MLA for Truro-Bible Hill
- In office 1993–1998
- Preceded by: Ron Giffin
- Succeeded by: Jamie Muir

Personal details
- Born: 1942 (age 83–84) Tatamagouche Mountain, Nova Scotia
- Party: Liberal

= Eleanor Norrie =

Canadian politician

Eleanor Elizabeth Tucker Norrie (born 1942) is a former teacher, restaurant owner and politician in Nova Scotia, Canada. She represented Truro-Bible Hill in the Nova Scotia House of Assembly from 1993 to 1998 as a Liberal member.
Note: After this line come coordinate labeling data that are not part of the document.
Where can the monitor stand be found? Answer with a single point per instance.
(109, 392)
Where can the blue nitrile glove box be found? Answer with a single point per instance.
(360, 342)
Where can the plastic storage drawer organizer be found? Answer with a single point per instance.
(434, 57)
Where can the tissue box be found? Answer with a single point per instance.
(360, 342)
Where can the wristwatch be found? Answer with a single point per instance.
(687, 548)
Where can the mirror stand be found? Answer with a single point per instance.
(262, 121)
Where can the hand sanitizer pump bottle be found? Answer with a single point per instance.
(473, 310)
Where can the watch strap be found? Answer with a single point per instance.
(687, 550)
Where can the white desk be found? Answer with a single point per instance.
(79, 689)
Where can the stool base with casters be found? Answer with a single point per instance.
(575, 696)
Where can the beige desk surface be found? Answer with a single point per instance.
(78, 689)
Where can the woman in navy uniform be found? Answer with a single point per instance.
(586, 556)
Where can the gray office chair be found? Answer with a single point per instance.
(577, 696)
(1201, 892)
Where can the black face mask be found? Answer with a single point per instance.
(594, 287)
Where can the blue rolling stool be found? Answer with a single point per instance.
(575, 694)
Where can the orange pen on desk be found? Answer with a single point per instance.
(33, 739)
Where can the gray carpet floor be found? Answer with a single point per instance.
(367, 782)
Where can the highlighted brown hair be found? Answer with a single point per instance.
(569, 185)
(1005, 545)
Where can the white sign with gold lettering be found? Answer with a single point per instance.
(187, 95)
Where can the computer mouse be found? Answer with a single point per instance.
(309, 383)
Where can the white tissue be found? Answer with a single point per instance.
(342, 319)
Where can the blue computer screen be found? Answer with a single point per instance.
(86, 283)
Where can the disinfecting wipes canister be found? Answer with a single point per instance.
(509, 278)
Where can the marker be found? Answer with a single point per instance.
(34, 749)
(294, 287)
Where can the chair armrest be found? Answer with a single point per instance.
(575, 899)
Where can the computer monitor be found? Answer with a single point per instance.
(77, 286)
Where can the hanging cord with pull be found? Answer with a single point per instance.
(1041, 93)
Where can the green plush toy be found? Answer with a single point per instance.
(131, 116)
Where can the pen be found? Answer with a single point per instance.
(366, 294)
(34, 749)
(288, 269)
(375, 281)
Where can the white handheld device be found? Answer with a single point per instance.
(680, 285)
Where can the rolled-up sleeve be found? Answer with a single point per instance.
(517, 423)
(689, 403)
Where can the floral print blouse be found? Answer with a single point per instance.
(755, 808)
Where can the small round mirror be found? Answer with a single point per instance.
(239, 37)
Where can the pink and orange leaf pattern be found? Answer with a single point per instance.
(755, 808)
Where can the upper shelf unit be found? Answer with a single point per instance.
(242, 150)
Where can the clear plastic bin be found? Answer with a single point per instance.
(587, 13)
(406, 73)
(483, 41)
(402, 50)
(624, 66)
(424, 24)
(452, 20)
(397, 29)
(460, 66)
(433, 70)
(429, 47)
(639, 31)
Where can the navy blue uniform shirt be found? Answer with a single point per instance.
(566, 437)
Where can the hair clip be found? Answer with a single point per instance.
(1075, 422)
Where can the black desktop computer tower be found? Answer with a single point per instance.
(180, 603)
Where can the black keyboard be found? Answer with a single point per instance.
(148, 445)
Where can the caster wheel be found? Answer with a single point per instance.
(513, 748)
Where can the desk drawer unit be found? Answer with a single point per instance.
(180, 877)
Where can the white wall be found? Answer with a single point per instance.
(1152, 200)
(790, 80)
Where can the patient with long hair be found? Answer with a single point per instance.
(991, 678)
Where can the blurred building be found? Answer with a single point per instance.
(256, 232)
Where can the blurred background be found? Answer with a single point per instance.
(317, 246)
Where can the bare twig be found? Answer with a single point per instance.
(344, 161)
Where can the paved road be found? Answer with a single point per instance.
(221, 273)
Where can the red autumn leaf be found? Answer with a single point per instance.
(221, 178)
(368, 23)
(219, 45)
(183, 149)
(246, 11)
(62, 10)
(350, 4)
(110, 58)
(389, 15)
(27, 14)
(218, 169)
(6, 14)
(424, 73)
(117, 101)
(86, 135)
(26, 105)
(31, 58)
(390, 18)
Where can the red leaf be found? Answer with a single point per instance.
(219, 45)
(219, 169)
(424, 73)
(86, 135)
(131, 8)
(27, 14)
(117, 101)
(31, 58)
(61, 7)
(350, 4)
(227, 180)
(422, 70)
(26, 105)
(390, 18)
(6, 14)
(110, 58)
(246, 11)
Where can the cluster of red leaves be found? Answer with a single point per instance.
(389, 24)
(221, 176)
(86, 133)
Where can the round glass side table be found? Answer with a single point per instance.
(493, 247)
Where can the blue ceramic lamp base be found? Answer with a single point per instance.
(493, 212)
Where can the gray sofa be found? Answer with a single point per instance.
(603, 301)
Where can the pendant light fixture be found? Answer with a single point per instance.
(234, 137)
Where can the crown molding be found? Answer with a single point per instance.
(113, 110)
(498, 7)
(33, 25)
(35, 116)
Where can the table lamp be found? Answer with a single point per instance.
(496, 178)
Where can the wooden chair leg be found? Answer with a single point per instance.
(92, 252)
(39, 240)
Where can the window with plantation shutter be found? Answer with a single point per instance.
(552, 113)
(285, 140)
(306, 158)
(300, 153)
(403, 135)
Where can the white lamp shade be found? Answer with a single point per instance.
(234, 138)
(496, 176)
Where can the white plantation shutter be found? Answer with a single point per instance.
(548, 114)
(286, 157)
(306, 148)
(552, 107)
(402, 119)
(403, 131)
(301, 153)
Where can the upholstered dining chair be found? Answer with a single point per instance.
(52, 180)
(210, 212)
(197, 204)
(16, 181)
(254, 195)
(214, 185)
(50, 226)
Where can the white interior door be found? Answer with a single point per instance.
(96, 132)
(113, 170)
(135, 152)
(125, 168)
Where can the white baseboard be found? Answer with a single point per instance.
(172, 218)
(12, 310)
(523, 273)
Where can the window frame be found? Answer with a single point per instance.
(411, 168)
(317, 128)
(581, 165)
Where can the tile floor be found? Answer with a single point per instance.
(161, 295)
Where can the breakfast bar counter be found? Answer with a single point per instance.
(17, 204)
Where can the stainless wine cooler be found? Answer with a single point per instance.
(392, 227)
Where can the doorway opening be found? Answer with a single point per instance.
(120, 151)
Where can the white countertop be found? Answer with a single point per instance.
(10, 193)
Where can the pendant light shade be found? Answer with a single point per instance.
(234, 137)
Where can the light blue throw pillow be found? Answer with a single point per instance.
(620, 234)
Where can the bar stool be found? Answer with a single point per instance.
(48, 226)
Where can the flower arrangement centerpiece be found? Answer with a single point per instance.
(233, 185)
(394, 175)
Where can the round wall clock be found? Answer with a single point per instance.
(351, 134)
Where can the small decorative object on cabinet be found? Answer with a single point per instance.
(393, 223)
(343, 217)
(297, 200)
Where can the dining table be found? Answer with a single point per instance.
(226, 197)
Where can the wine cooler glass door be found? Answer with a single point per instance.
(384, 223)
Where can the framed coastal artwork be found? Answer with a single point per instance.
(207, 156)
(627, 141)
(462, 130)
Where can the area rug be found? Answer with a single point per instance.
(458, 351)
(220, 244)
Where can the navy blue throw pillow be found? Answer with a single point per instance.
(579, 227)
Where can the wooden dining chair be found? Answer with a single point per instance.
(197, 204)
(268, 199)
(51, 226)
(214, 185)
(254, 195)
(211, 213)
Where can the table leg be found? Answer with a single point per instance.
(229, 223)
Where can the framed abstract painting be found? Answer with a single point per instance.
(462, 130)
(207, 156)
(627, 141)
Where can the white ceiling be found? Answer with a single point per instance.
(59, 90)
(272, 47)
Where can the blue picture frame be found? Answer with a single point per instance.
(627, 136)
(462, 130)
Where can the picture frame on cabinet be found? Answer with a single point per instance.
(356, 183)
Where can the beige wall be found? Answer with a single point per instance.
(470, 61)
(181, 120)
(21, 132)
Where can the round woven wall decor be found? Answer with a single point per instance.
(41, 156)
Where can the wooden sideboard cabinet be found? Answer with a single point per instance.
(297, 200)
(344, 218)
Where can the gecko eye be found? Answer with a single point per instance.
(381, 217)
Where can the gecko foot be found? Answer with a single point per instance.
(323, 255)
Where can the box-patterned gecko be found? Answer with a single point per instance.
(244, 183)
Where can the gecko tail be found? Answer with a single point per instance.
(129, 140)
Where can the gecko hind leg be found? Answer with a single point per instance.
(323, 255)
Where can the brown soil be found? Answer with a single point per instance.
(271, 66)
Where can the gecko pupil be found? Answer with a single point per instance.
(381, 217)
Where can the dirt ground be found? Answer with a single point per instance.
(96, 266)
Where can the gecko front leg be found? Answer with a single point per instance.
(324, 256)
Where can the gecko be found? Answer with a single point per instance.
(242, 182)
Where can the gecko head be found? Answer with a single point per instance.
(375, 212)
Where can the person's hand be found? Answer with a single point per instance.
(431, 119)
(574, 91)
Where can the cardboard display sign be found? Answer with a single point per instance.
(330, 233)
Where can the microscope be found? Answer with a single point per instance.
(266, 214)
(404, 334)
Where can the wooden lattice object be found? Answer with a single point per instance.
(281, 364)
Norrie was born in Tatamagouche Mountain, Nova Scotia and was educated at Colchester County Academy and the provincial normal school. Norrie entered provincial politics in the 1993 election, defeating former Progressive Conservative MLA Jack Coupar by 187 votes in the Truro-Bible Hill riding. In June 1993, Norrie was appointed to the Executive Council of Nova Scotia as Minister of the Civil Service. She became Minister of Human Resources later that year when the Civil Service Commission was replaced with the Department of Human Resources. In March 1995, Norrie was shuffled to Minister of Housing and Consumer Affairs. In March 1996, Norrie was named Minister of Natural Resources. She was dropped from the cabinet when Russell MacLellan took over as premier in July 1997.

Norrie reoffered in the 1998 election, but was defeated by Progressive Conservative Jamie Muir. She later served as the president of the Liberal association for the federal riding of Cumberland—Colchester—Musquodoboit Valley.